Ever need to change a bunch of variables to constants or vice versa? In most circumstances, this involves changing the case, and Emacs makes this very easy for us. Simply select the applicable text and "C-x-u" to convert to uppercase or "C-x-l" to convert to lowercase. You'll also need to add these lines to your .emacs:

(put 'downcase-region 'disabled nil)
(put 'upcase-region 'disabled nil)

One can also imagine how useful this would be if you wanted to convert an entire file from underscore-based variable names to CamelCase or vice versa. Combining this case-conversion functionality with macros would make the task a trivial operation.

9. The Mark Ring

Rarely does a file of code fit on a single page. So it should come as no surprise that a reasonable amount of the average developer's time is spent navigating back and forth between pages in a file. Often this operation consists of either paging up or down or grepping for a phrase near the line of interest (not to mention the dreaded journey from keyboard to mouse!).

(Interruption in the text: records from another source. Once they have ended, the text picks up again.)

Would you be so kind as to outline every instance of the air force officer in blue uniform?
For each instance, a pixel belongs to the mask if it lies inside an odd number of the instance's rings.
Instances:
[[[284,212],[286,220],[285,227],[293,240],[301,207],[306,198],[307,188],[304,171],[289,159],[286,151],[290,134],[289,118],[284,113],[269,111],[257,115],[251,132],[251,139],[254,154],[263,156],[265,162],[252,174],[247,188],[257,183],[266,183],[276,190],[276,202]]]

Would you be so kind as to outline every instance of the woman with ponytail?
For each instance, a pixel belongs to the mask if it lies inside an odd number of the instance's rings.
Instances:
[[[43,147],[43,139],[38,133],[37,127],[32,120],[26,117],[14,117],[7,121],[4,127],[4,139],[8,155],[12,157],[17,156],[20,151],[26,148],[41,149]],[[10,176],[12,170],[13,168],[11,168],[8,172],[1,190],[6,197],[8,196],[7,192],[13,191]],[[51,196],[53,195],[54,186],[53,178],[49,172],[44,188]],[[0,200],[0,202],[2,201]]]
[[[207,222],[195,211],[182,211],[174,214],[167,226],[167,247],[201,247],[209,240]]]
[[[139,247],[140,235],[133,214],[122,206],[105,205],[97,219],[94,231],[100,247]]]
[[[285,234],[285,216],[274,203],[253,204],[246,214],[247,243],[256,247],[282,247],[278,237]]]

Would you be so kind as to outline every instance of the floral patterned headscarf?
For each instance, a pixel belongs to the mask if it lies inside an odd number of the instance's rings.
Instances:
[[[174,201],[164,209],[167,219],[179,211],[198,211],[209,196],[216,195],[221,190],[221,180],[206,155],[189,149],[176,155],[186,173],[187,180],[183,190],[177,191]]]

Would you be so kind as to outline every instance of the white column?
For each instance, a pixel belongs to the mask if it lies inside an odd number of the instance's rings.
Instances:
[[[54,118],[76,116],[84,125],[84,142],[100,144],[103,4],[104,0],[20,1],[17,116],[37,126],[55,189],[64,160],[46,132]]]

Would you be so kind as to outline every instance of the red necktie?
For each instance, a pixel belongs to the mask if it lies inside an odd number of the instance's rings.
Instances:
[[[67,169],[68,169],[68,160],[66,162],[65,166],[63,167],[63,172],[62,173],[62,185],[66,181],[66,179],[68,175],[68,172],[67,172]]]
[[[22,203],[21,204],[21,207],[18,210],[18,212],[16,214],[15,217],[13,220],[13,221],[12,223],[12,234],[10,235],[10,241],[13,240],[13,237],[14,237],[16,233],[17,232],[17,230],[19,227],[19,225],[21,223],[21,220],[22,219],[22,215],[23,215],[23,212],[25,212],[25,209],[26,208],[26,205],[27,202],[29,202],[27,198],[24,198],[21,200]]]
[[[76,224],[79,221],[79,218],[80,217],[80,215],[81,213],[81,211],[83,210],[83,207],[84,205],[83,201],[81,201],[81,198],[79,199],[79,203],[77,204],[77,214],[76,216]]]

Luckily, Emacs remembers where we've been. If you know you're going to come back to your current location in a file, simply "C-<SPC> C-<SPC>" to push the current point onto the "mark ring," and "C-u C-<SPC>" to pop it off. Emacs will take you back to where you left off. (Note that if it's a multi-hop trip, you can push multiple points onto the mark ring to retrace each step on your way back home.)

10. Dired (File Explorer)

If you're still browsing for files in your terminal—or worse, a GUI—you're missing out. Because Emacs serves as an interactive file explorer too. Simply "C-x-f" to open a file, but press RETURN without supplying a name, and Emacs will open a buffer with a listing of the current directory. From there, you can navigate through the directory with cursor keys, regular expressions, or even (horrified gulp) the mouse to find what you're looking for.

11. The regex

Finally, no list would be complete without mention of regular expressions. Although it may go without saying, the regex search within your editor is such a commonplace necessity that most of us may take it as second nature—almost a cyborgial extension of the developer's motoneural system. I would imagine that very few real editors out there lack regex searching, but for the record, it's achieved in Emacs via "C-M-s" for forward/downward search and "C-M-r" for reverse/upward search.


Well, I hope that helped. These were just the few Emacs features that I use on a regular enough basis that I couldn't go without them. Please leave comments with suggestions on items I might have forgotten. As is often the case with these sorts of things, it's the actions we take for granted that, by definition, we are most likely to overlook.